The research on producing amino acids such as L-DOPA from crustacean shells was first published online in the Proceedings of the National Academy of Sciences (PNAS) on 25 March 2020, while the work on producing Proline from wood waste was reported in Angewandte Chemie on 27 July 2020.
“Chemical processes are rapid and can utilise a variety of harsh conditions such as extreme heat or pressure to break down a wide variety of waste materials as no living organism are involved, but they can only produce simple substances. On the other hand, biological processes are a lot slower and require very specific conditions for the microbes to flourish but can produce complex substances which tend to be of higher value. By combining both chemical and biological processes, we can reap the benefits of both to create high-value materials,” explained Asst Prof Zhou.
Potential to upcycle other types of waste
The NUS team’s methodology has the potential to be applied to different types of waste materials, and they can tailor the process, based on the type of waste as well as the target end product.
Moving forward, the team is looking to adapt their unique process to other forms of waste, such as carbon dioxide and wastepaper. Such development would reduce the society’s reliance on non-renewable resources for acquiring chemicals which are important constituents of many nutritional supplements and medicine today.
“Our novel chemical-biological integrated workflow offers a general pathway to produce a variety of high-value organonitrogen chemicals.
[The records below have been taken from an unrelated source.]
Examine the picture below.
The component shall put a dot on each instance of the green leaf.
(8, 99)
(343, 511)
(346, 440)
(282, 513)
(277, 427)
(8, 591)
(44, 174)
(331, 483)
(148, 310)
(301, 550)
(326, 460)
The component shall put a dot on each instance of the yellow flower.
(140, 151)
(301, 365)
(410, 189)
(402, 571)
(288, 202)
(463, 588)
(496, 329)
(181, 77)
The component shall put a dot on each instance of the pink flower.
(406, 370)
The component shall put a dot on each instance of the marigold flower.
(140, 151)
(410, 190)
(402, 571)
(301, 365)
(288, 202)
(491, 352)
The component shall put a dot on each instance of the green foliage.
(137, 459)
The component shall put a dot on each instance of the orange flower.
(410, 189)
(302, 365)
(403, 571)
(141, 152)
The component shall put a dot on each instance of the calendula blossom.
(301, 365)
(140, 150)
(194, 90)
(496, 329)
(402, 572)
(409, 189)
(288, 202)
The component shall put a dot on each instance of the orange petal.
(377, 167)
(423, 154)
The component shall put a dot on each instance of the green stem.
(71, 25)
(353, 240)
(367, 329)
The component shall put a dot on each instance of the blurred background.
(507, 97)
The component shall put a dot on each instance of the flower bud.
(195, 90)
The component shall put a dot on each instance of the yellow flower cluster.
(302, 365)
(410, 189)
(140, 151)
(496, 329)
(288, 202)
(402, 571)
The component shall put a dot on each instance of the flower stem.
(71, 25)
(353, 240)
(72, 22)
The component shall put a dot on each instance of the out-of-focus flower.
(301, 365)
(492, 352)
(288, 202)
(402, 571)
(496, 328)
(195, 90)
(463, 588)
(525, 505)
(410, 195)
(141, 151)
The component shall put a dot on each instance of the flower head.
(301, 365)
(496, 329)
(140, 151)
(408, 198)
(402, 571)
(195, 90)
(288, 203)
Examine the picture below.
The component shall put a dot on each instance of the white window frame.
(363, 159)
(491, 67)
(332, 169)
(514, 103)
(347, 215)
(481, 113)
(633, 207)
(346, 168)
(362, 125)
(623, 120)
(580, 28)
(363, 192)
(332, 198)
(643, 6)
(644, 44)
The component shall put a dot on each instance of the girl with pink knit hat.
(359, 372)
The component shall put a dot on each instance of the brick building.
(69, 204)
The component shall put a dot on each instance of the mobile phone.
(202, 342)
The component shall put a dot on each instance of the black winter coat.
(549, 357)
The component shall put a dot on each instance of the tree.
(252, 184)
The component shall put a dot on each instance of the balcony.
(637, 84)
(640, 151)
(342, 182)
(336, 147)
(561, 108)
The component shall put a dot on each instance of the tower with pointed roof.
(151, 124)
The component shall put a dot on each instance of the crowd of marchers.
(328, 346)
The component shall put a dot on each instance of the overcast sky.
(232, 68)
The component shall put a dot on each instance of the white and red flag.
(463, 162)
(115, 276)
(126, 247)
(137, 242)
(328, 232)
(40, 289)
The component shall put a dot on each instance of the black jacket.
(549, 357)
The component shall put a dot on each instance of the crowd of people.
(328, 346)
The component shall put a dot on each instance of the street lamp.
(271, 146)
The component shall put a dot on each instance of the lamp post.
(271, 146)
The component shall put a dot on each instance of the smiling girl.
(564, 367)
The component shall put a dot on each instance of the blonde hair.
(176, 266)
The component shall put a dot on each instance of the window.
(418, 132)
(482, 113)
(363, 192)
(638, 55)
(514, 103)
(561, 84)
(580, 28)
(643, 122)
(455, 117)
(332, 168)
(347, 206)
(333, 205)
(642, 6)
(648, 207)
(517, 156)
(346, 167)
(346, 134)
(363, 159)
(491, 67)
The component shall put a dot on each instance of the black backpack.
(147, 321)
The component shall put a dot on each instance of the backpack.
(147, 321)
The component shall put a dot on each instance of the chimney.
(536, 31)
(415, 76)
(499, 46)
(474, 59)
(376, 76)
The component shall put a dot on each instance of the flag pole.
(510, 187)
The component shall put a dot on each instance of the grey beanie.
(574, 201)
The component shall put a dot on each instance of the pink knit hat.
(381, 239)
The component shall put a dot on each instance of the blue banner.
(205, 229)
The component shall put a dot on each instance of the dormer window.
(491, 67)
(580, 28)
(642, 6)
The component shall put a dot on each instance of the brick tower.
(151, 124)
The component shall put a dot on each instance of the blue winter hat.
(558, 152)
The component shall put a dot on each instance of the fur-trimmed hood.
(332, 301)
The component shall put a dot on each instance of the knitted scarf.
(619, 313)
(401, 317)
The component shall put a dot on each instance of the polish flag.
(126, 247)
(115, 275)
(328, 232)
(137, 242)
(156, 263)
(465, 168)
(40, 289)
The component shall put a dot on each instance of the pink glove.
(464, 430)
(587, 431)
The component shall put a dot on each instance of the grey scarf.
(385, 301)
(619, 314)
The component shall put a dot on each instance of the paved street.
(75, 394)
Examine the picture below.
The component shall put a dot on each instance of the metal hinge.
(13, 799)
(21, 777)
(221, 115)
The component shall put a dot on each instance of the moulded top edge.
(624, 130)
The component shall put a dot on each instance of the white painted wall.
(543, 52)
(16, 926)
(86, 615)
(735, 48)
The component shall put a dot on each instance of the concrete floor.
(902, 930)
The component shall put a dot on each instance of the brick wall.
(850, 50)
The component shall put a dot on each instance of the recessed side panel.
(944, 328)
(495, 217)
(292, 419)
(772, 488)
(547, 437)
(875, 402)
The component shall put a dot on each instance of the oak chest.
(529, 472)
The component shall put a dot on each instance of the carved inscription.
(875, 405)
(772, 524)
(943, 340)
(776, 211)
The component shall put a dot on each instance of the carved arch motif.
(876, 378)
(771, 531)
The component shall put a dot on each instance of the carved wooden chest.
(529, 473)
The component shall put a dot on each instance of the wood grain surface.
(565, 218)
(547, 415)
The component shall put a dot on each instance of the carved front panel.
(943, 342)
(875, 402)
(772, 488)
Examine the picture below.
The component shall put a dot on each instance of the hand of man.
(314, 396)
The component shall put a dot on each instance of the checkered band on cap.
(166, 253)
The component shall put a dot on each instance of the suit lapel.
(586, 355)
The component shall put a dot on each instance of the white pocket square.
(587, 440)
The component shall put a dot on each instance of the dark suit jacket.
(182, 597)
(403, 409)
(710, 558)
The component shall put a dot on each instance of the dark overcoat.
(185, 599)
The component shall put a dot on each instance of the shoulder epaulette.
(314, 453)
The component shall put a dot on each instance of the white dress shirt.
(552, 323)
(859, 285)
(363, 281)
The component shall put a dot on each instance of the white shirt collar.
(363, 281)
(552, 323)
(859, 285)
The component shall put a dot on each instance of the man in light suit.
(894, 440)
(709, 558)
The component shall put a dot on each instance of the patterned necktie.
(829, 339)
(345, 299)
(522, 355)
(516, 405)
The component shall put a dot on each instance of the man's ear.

While it may sound simple on paper to just combine two different methodologies, the devil is in the details. Given that these chemicals are found in a vast array of commercially valuable pharmaceuticals, pigments and nutrients, we are excited to expand our research and develop new methodologies to produce value-added chemicals from other abundant, locally available substrates found in Singapore,” shared Assoc Prof Yan.
The research team is also planning to scale up the processes currently developed in their laboratories, and to work with industrial partners to commercialise this technology.
Sustainable developments
The issue of waste is a massive inspiration for innovation in the health and nutrition space today, with sustainability becoming a key purchase driver in the sector.
Earlier this week, NI reported that researchers released details of an intriguing new method to convert pig blood into a powder with 90% protein content that can be used as a supplement in a variety of foods.
The method uses an enzyme extracted from the papaya fruit to separate protein from pig blood. The enzyme can also be used to separate iron from the blood that can be used in food supplements.
By using the researchers' method, the team thinks that 5,000 tonnes of pure protein powder can be extracted from 60,000 tonnes of blood.
Rene Lametsch, Associate Professor and head researcher at Copenhagen university, said: “We are increasing production sustainability by taking advantage of pig blood as a protein source for human consumption.
“It is likely that a growing number of people will satisfy their protein needs in the future through alternative food sources, for the sake of CO2 emissions and due to food shortages."
Meanwhile, Dutch start-up Greencovery recently developed technology that helps food manufacturers recover valuable compounds from their side-streams. The resulting ‘high quality’ ingredients help the business offer an ‘attractive economical proposition’ that reduces CO₂ and water consumption.